Governance-first invoice automation into an ERP
A UK residential interiors business
An internal tool that reads invoices from email and attachments, validates them against the live ERP, and either auto-posts or returns an explicit query code — with the AI never writing to the ledger.

14 / 14
validation scenarios passed
controlled test, 20 May 2026
25 / 25
invoices separated from one batch PDF
controlled test, 27 May 2026
0
ERP writes made by the AI — deterministic code posts
The challenge
The work this system had to absorb.
Invoices arrive as PDFs, images, forwarded email chains and mixed submissions, with references scattered across the message and the attachment. The finance team needed confidence that an invoice was genuinely safe to post — not just text extracted faster.
What we built
A system in production, not a slide deck.
An asynchronous service that stages each submission, extracts structured data from email bodies, attachments and OCR, and validates it against live ERP records.
A decision step that either auto-posts a clean invoice or returns a structured query with an explicit reason code.
Durable job orchestration with status tracking, retries and full auditability.
Governance, in the code
The controls are written into the architecture.
This is the part most firms can’t show you. Governance here isn’t a policy document.
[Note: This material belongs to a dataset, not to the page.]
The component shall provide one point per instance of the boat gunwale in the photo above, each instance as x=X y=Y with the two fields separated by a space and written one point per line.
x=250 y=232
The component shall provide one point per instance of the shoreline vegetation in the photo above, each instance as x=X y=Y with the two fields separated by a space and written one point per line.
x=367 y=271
It’s constraints the system enforces on itself, every time it runs.
The AI never executes ERP writes — it returns structured JSON, and deterministic code decides whether to post.
A configurable confidence floor (default 0.9) can override an AI 'post' into a manual query; missing line-mapping also forces a query.
Independent deterministic checks run regardless of the model: duplicate detection, price tolerance, mandatory attachment and date-age limits.
An enumerated catalogue of query codes means every held invoice records exactly why; raw payloads and decisions are persisted with timestamps.
Outcomes
What it has done.
Honest and labelled: dated where the figures are point-in-time, and described as controlled tests or early-stage where that is the truth.
In a controlled validation suite, 14 of 14 scenarios returned the expected decision and query code (20 May 2026).
Batch extraction on a real multi-invoice document correctly separated 25 of 25 invoices (27 May 2026).
A clear separation of test and production ERP databases, with multiple safeguards against acting on the wrong one.
How it’s engineered
The approach under the hood.
An asynchronous Azure-hosted service combining a leading Azure OpenAI model with document OCR, schema-constrained extraction, and deterministic validation against the ERP.